Bienvenue dans l’« État sorcier », une machine bureaucratique qui semble avoir érigé la souffrance citoyenne en mode de gouvernance.
Le Quotidien du Hors-la-loi par Nécessité
À Kinshasa, la journée commence souvent par un acte illégal. Faute d’infrastructures et de salaires décents, le citoyen lambda devient un contrevenant chronique :
- Le transport de l’impossible : Le « demi-terrain » (pratique consistant pour les chauffeurs à scinder les trajets pour doubler le prix) oblige les passagers à monter dans des véhicules surchargés et non conformes, au mépris des règles de sécurité.
- Le commerce de la rue : Pour nourrir une famille, on vend sur le trottoir, on occupe l’espace public sans licence, on « s’arrange » avec l’inspecteur urbain.
- L’énergie pirate : Face aux délestages chroniques, le raccordement illicite (le fameux « câble parrain ») devient la seule source de lumière pour étudier ou travailler.
- La petite corruption : Pour obtenir un document administratif ou éviter une amende arbitraire, le « madesu ya bana » (le pot-de-vin) est devenu l’huile nécessaire aux rouages d’une administration grippée.
Le Concept de l’« État Sorcier »
Pourquoi « sorcier » ? Dans l’imaginaire collectif et l’analyse de Bongeli, la sorcellerie est une force invisible qui détruit le lien social de l’intérieur. L’État, ici, ne protège pas ; il traque.
- Des lois déconnectées : On impose des normes européennes à une population qui vit avec moins d’un dollar par jour.
- Une pression fiscale étouffante : Alors que les services de base (eau, électricité, sécurité) sont absents, la pression administrative se concentre sur la perception de taxes dont la destination reste floue.
- L’institutionnalisation du chaos : En maintenant le flou juridique, l’État permet à ses agents de rançonner la population. Le désordre devient une rente de situation.
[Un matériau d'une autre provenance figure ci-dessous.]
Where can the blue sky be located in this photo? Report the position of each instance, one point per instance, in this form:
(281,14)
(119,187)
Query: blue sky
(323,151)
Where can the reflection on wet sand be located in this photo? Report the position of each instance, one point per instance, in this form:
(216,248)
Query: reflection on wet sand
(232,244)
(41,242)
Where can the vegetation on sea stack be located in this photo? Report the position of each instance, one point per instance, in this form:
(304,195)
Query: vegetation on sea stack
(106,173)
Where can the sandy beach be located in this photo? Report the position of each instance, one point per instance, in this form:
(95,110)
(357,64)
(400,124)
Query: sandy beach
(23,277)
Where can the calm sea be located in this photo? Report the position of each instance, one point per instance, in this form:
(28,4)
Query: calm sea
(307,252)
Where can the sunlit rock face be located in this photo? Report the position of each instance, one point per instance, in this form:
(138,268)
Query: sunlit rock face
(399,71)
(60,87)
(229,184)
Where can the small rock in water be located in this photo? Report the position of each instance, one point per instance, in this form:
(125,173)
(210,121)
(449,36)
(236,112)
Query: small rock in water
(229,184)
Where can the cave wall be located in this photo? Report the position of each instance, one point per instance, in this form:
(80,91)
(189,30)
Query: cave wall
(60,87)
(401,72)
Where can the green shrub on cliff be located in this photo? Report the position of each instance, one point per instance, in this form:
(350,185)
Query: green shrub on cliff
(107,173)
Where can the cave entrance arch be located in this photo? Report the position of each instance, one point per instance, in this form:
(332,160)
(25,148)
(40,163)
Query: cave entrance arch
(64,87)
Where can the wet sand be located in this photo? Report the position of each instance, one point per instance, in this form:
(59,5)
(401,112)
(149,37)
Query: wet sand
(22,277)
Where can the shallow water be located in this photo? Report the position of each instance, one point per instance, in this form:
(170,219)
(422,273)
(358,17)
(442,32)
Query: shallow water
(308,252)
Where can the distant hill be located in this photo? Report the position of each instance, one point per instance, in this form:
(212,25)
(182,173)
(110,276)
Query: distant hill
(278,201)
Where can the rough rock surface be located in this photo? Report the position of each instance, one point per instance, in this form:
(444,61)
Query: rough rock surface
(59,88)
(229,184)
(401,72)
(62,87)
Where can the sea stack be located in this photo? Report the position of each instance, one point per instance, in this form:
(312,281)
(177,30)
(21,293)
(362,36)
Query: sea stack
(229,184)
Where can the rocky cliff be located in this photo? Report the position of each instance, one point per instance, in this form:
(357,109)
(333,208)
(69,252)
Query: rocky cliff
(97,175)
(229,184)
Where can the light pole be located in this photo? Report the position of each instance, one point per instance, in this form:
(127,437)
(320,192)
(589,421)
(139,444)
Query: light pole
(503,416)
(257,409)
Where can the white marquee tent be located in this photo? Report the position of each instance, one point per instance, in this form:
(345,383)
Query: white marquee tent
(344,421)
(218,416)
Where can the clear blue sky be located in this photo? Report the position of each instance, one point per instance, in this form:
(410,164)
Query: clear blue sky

« Le système est conçu pour que vous soyez en faute. Et si vous êtes en faute, vous êtes redevable. » — Analyse d’un chercheur en sociologie politique.
Un Contrat Social Rompu ?
Le danger de cette « criminalité de survie » est l’érosion totale de l’autorité morale de l’État. Quand la loi devient l’ennemie du ventre, le civisme disparaît. Le Congolais ne se sent plus citoyen d’une nation, mais survivant dans une jungle où l’État est le principal prédateur.
L’Analyse du Point
Le cri d’alarme du Professeur Bongeli n’est pas qu’une provocation intellectuelle. C’est une invitation à repenser radicalement la gouvernance en RDC. Tant que l’État prendra des mesures qui ignorent la réalité du panier de la ménagère, la loi restera une option, et l’infraction une obligation vitale.
Pour sortir de cet « État sorcier », il ne suffira pas de réprimer, mais de rendre la légalité enfin… vivable.